A snap judgement on a snap election
The General Election signals a return to vigorous competition, which must be healthy in the long-run even if it gives us confusion in the short-term
A snap judgement on a snap election
This was not quite the election or result I expected: The decisive return to two party politics; that young people really did turn out in large numbers; that the once formidable Tory election machine could prove so incompetent; that Jeremy Corbyn could do so much better than any of his leadership rivals could have done; that Arlene Foster's DUP could suddenly become hugely powerful.
When the facts change we have to change our underlying models – and this is one of those moments.
Once again, the resisters have made the headlines; a large part of the electorate unwilling to go along with the script of the establishment powers that be. In doing so, they have upset conventional wisdom.

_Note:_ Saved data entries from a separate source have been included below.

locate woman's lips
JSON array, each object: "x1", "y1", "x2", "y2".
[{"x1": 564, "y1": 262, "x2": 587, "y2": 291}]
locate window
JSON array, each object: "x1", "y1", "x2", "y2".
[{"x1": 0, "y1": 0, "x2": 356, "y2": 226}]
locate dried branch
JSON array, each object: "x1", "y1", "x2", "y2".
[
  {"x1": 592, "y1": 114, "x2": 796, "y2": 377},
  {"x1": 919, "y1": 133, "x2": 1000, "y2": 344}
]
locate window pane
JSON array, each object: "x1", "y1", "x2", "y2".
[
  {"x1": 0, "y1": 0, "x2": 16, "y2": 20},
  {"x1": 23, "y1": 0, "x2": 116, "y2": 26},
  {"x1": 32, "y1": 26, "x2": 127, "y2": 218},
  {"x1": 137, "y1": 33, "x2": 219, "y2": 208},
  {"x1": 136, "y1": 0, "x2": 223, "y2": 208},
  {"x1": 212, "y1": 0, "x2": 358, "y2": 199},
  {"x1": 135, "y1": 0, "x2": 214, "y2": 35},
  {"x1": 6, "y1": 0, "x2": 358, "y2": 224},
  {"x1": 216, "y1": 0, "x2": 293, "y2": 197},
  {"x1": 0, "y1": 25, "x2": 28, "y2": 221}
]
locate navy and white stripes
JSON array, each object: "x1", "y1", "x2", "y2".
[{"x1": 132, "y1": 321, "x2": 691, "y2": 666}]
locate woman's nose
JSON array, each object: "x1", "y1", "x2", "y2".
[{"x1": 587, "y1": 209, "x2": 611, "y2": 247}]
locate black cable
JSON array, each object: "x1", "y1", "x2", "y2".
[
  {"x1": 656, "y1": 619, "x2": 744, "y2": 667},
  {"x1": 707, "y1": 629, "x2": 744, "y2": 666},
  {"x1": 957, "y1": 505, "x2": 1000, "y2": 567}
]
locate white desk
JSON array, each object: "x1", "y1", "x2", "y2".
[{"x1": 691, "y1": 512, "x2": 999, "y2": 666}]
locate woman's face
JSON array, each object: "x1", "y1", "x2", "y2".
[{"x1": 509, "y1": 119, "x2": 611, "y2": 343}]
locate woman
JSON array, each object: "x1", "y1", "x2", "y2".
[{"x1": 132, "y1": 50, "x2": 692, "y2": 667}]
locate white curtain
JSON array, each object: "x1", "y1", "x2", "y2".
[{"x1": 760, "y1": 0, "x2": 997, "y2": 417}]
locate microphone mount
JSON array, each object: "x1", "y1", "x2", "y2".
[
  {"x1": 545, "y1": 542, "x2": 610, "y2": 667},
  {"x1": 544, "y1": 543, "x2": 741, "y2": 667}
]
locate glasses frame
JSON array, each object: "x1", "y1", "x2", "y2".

Over the last couple of years, it looked like we were heading to a period of one-party rule in both London and Edinburgh. Instead, the election signals a return to vigorous competition, which must be healthy in the long-run even if it gives us confusion in the short-term.

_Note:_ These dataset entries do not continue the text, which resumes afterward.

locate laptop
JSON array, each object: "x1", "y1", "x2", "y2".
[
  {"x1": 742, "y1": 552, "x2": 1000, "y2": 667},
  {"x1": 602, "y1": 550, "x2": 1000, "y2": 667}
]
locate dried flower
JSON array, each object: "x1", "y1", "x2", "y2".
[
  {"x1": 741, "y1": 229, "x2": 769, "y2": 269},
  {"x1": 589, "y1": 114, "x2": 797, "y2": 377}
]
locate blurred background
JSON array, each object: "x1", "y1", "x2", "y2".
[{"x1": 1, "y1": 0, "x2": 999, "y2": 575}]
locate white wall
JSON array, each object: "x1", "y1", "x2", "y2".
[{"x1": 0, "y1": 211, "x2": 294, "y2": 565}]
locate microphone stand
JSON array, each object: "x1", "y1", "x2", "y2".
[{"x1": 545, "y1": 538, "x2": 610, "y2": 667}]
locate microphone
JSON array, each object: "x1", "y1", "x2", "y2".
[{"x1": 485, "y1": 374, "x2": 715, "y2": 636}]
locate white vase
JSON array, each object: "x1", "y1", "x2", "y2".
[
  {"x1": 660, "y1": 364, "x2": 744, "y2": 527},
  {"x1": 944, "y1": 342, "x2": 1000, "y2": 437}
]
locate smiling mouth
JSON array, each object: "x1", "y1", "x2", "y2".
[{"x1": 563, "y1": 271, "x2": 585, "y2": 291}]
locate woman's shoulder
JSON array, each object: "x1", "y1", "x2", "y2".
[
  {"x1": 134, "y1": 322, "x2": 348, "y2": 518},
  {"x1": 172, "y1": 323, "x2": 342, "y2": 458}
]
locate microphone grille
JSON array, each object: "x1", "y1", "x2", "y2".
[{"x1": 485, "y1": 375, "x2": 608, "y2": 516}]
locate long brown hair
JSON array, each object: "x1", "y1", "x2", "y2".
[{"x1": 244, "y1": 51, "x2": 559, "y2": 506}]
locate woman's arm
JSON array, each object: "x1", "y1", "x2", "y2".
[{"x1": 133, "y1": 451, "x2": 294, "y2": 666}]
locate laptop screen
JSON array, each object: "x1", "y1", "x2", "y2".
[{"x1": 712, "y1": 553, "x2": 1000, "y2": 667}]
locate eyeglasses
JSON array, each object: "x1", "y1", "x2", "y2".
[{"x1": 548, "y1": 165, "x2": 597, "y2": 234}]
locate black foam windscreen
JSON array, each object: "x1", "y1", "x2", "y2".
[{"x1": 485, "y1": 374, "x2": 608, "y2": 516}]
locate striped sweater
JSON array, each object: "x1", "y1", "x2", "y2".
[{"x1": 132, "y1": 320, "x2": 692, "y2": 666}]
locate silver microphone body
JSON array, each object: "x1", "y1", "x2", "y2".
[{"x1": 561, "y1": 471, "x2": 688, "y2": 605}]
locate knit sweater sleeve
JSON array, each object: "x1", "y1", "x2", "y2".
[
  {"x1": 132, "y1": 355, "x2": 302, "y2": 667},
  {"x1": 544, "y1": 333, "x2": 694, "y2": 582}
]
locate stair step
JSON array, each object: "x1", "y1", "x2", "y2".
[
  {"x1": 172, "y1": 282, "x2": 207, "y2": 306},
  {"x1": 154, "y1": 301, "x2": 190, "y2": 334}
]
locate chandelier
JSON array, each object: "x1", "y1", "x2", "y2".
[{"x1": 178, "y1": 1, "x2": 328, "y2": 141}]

Politicians will surely have learned a big dose of humility – and will be much more wary of being too clever by half in trying to manipulate the electorate
The experts were almost uniformly wrong. The main print media – whose owners lined up strongly behind Theresa May - were simply ignored by many of their readers. And we’re reminded that winning and losing are quite odd concepts in politics – parties can win the votes, and the seats, but still be seen to have lost.
Once again we saw both the vigour of democracy – particularly in the fantastic turnout from young people – and the contradictions and flaws of elections that aren't always the best expression of a society's collective intelligence. One negative aspect of the election was that it was even further from being an evidence or fact based election than other recent ones.
Main parties were much less concerned to prove that their sums add up
It was also an oddly contradictory result. What sometimes looked like a kamikaze version of Conservatism – able to snatch defeat from the jaws of victory – nevertheless won a huge share of the vote. Meanwhile, the kumbaya-ish Labour party – sometimes appearing to believe that no problem couldn’t be solved with a bit more spending and goodwill – is in ebullient mood yet essentially lost a third election in a row, and was, paradoxically, partly boosted by voters’ expectations that there was only a slim chance of Jeremy Corbyn becoming Prime Minister.
Both are good reasons why we will continue to promote democratic innovations that help to improve the quality of deliberations and arguments, and allow voters to make more nuanced inputs than is allowed by an occasional cross on a ballot paper.
I predicted to many people earlier in the year that Theresa May would probably switch from being uniquely popular and powerful to becoming uniquely unpopular and weak – but thought it would happen after the election not during it.
In other countries, too, we’re seeing extraordinary fluidity – with Macron’s likely landslide in the parliamentary elections just the latest example. These are all reasons to be wary of overinterpreting the result. The next election - which could come soon - might deliver a very different result.
My biggest anxiety of the last year was that the UK government leadership would be inflexible and unimaginative in its handling of Brexit
I was against Brexit, but at least hoped that smart enough politicians could mitigate the worst risks.
A common criticism of Theresa May was that she lacked the fluency and agility that’s so vital to navigate complex issues. The recent manoeuvring, unfortunately, has done far more to unite Europe against us than to lay the ground for a good deal.
The really big question now is whether we end up with a leadership that is smart enough, subtle enough and agile enough to give us a Brexit result that really is in the UK national interest, and appropriately reflects public opinion that remains roughly split down the middle.
Consistency is sometimes a virtue in leaders. But we also need leaders who, when the facts change, change their models and approach. Today, I have no idea whether we'll get them.